Kitchen Cartographers

By Krista Schilling, International Services Program Manager, NW Region, American Red Cross

People using computers

It’s safe to say that the world we live in today is full of global collaboration and innovative communication. This is especially relevant given that every day we are influenced by images of humanity (or crimes against humanity) that encourage us to reflect on how we, as individuals, fit into the greater context of society. It prompts us as global citizens to seek out how we can participate as humanitarians and connect in a cross-cultural context, while having a broader impact to affect positive change from our home here in the Pacific Northwest.

In this interconnected world, you can be an international volunteer by working on a laptop from your kitchen or local coffee shop. A new technology is allowing us to put the world’s most vulnerable populations on the map before disaster strikes. Missing Maps is a partnership between the American Red Cross, the British Red Cross, Medecins San Frontieres (Doctors Without Borders) and the Humanitarian OpenStreetMap Team (HOT). Individuals work as virtual volunteers to trace the outlines of buildings and roads on open source satellite images provided for the project. Each project has a specific humanitarian mission which can only come to fruition once the maps are completed by volunteers.

The projects run the gamut from monitoring house fires in shanty towns in an attempt improve emergency response to tracking the spread of communicable diseases (think Ebola) to better coordinate public education. These completed maps are then sent to volunteers in the country being mapped for verification. In-county volunteers work in teams, using the maps created by global volunteers, to add street names, label neighborhoods and make any necessary corrections to the communities in their home country. Once the map has been verified it is uploaded as an open source map which can be used by anyone around the world for preparedness work and disaster response.

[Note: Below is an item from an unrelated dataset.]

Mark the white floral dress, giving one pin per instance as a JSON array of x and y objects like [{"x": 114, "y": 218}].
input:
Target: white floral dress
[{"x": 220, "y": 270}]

If you are like me, you’ve seen or experienced the lack of infrastructure that characterizes many parts of the world. Perhaps it’s a dirt path that serves as the only link for a remote village, vulnerable settlements constructed without bricks and mortar or densely populated cities that are rife with illness due to the lack of urban planning that puts the population at risk. By mapping these hard-to-reach places we help local and international NGOs responding to the crisis to be be as prepared as possible. They can use the completed maps in comparison with the situation on the ground after a major event to get a much clearer scope of the destruction and which populations are in the greatest need of assistance.

For anyone who wants to have a hand in healing the world, there is a standing, open invitation to join the global Missing Maps team. Since September, we’ve trained 500 virtual volunteers. That represents an incredible groundswell of local humanitarians who have connected with communities across the globe. Because of extreme weather events, natural disasters and conflicts, maps are always changing and the mapping is never done. The good news is there is a user-friendly program that can replace endless time spent surfing the web, and it’s fun, engaging and impactful.

Want to connect with the world? What more could you ask for?